Advies voor monitoring
De producten binnen de 'overige organische basischemicaliën producerende
industrie' komen van een groot aantal bedrijven. Een aantal producten
welke onder dit segment vallen worden ook door olefinen- en aromatenproducerende
bedrijven geproduceerd, wat een complicatie op kan leveren bij het verzamelen
van data. Zo dient om de verandering in energie-efficiency rond een
kraakinstallaties weer te geven de etheen-yield en het specifiek energiegebruik
per geproduceerde hoeveelheid product bekend te zijn. Individuele bedrijven
zijn zeer terughoudend met het openbaar maken van energieverbruik- en
productiecijfers. Het meewerken aan algemene procesbeschrijvingen wordt
zelfs door enkele bedrijven afgewezen.
Als energiefuncties zijn, indien het energiegebruik groot is, specifieke
productieprocessen gedefinieerd. Algemene procesbeschrijvingen en gebruikte
installaties met globale kentallen zijn voor de belangrijkste processen
voorhanden. Opgemerkt dient te worden dat het niet-energetisch verbruik
is gebaseerd kan zijn op de onderste verbrandingswaarde van de gevormde
producten, hetgeen afwijkt van de CBS-methode.

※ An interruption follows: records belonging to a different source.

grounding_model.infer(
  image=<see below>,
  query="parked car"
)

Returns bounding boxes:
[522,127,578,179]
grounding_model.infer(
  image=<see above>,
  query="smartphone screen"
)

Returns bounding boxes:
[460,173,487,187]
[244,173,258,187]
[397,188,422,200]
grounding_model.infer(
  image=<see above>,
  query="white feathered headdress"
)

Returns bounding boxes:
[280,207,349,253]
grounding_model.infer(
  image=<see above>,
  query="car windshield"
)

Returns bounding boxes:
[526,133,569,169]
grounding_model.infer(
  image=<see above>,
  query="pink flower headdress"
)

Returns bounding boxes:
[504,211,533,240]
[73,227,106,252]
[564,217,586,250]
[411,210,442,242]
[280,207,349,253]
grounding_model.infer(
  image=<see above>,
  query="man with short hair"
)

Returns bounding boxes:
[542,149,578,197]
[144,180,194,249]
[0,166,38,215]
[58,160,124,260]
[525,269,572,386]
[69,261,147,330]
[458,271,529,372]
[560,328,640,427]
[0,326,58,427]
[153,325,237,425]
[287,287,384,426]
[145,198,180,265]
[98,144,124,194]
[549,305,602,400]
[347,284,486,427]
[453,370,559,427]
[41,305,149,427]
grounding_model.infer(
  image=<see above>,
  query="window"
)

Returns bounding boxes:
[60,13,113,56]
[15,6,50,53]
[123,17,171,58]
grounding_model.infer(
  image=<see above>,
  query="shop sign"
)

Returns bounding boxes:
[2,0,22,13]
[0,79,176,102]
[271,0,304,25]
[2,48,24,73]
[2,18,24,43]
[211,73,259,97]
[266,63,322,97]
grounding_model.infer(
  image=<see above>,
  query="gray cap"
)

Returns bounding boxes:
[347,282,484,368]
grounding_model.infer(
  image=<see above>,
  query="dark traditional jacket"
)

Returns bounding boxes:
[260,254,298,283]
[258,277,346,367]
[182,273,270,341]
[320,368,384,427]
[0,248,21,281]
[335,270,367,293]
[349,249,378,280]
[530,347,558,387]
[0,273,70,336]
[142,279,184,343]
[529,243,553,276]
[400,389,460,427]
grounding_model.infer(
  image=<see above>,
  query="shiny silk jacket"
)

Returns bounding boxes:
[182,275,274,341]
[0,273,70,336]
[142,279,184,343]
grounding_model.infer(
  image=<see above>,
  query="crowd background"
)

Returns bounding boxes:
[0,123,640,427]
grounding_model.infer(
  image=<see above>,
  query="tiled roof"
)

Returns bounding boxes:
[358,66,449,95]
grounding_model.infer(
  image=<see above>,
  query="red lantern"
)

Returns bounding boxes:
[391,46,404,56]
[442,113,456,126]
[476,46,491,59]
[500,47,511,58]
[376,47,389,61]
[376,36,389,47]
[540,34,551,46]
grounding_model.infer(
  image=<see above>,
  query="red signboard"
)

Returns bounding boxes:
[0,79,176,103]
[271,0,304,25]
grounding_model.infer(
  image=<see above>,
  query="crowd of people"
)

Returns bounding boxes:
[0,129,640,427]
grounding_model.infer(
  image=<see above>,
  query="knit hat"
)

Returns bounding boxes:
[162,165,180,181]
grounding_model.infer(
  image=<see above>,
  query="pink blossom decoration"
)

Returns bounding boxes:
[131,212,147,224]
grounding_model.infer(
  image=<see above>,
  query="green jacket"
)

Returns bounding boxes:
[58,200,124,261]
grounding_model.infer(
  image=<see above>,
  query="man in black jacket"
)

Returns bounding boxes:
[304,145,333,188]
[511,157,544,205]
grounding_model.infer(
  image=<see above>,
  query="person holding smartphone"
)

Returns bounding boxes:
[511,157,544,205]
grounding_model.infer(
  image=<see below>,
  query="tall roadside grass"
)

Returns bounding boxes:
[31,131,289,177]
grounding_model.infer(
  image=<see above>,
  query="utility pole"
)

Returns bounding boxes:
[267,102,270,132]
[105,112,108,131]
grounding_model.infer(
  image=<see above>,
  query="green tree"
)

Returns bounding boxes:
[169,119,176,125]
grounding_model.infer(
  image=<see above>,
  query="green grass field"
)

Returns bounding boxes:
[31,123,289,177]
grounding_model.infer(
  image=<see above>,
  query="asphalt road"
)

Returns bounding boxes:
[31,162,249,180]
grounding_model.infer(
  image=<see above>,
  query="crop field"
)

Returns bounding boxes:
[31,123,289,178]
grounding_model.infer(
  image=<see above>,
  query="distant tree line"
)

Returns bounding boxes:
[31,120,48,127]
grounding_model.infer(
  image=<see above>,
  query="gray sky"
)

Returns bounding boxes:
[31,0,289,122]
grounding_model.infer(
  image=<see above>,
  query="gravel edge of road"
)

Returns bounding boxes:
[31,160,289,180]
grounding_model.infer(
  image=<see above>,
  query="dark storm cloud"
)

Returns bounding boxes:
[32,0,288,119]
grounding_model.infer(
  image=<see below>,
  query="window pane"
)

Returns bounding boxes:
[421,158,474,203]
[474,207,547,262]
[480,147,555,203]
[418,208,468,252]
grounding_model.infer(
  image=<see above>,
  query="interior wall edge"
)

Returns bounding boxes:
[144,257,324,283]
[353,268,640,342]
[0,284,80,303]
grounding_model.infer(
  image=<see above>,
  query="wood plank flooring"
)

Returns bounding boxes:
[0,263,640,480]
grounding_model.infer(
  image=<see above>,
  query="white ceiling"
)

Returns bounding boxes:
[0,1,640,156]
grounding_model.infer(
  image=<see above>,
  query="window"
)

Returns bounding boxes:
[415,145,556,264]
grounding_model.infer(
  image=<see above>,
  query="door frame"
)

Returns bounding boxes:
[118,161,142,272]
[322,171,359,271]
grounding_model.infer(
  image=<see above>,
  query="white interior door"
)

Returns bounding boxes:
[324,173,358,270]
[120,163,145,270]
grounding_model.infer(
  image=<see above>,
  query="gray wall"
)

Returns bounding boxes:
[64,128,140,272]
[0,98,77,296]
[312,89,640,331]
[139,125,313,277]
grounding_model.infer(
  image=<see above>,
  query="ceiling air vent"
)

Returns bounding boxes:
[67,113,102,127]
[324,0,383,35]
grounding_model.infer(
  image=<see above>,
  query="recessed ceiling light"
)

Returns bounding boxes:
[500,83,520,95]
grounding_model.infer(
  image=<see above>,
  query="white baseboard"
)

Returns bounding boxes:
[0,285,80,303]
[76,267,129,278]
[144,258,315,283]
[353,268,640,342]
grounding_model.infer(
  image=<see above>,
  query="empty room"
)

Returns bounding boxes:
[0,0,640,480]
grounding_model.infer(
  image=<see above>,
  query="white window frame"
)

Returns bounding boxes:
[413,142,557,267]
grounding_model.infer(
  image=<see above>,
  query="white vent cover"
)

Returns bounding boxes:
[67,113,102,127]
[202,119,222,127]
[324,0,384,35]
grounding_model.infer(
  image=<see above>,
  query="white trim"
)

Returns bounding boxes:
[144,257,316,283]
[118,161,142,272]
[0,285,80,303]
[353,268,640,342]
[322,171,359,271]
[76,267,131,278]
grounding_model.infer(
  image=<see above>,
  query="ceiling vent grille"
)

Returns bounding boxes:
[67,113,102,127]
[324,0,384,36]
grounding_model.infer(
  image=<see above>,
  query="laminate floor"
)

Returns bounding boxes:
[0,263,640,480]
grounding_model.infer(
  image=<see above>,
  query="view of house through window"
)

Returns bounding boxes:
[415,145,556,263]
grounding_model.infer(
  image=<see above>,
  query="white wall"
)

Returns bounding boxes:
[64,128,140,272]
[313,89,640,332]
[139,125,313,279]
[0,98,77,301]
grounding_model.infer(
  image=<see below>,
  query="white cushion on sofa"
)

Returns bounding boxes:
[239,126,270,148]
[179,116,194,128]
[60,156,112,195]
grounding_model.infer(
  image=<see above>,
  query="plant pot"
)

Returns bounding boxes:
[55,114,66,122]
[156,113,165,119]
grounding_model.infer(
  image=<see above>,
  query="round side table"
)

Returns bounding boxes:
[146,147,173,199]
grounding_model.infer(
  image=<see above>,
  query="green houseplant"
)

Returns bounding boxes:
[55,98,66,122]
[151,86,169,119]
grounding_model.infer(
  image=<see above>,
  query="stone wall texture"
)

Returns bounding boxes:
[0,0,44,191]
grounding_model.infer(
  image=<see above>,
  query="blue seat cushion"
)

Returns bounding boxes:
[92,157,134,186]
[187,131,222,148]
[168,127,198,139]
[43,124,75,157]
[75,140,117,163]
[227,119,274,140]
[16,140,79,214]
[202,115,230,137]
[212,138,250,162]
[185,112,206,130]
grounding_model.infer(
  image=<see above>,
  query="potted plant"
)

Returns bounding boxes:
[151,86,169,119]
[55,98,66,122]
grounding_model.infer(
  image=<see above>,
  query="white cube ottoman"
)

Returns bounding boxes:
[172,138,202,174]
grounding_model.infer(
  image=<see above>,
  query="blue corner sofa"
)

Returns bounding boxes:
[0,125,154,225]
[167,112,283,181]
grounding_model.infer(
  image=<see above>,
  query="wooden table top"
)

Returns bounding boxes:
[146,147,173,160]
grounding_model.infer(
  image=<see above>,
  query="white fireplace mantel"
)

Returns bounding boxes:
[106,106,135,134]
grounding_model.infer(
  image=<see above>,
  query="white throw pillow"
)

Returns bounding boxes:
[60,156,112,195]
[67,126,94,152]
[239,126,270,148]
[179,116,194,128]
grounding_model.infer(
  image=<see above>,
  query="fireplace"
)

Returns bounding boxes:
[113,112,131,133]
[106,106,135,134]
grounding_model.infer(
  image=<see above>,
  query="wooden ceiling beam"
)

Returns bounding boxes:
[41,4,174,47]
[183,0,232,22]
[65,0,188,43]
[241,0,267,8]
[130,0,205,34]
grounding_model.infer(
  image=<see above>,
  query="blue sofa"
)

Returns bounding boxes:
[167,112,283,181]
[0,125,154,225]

Het berekende verbruik van 18 PJ elektriciteit is hoog, vergeleken met
het finaal verbruik in de NEH (12 PJ) rekening houdend met een normale
bezettingsgraad. Het energetisch brandstofverbruik van 125 PJ onderschat
daarentegen de CBS-cijfers. Door het CBS wordt onder andere polymeerproductie
en mogelijk kunstvezel- en anorganische productie soms tot de sector
gerekend.
Het niet-energetisch brandstofverbruik is niet vergelijkbaar met de
CBS-gegevens. Het CBS registreert aromaten (waaronder styreen en cumeen)
als energiedrager. Ook voor MTBE en TBA (dopes voor benzine) en fenol
geldt dat. Daardoor kunnen bij de verdere verwerking van olefinen en
aromaten energiedragers 'verdwijnen' (non-energetisch finaal verbruik)
maar ook ontstaan.
Inventarisatie van productieprocessen aan de hand van eenmalige bronnen
en de emissieregistratie leverde op dat binnen de sector 'overige organisch
chemische industrie' zich, uitgezonderd de styreen-, MVC- en de isopropanolproductie,
alleen productieprocessen afspelen met een energiegebruik kleiner dan
3 PJ.
Op basis hiervan wordt geadviseerd het verzamelen van gegevens over
de sector te beperken tot de segmenten olefinen- en aromatenproductie
en de 'overige organisch chemische industrie' buiten beschouwing te
laten. Wel dient nadere aandacht geschonken te worden aan de wijze waarop
het CBS met energiedragers omgaat binnen de categorieën overige aardolieproducten,
overige lichte oliën en aardolie-aromaten.
Daarnaast is het van belang een overzicht te verkrijgen van de benodigde
gegevens op verschillende aggregatieniveaus. De benodigde gegevens zijn
energieverbruiksgegevens en zogenaamde verklarende factoren. Deze laatste
zijn grootheden die naar verwachting mede bepalend zijn voor de omvang
van het energieverbruik, zoals de opgesomde beschikbare productiecijfers
en financiële kengetallen. Economische kengetallen staan wel in de jaarverslagen,
maar dit betreft het gehele concern en niet van het specifieke bedrijf
in kwestie.
Concluderend kan worden gesteld dat van de belangrijkste processen en
installaties in zijn algemeenheid goede beschrijvingen te geven zijn,
maar dat het ontbreekt aan openbare periodieke cijfers. Om toch gegevens
over producties te verkrijgen kan door het CBS een gewogen fysieke productie
van enkele productgroepen worden berekend.
Dit rapport geeft de situatie t/m 1993.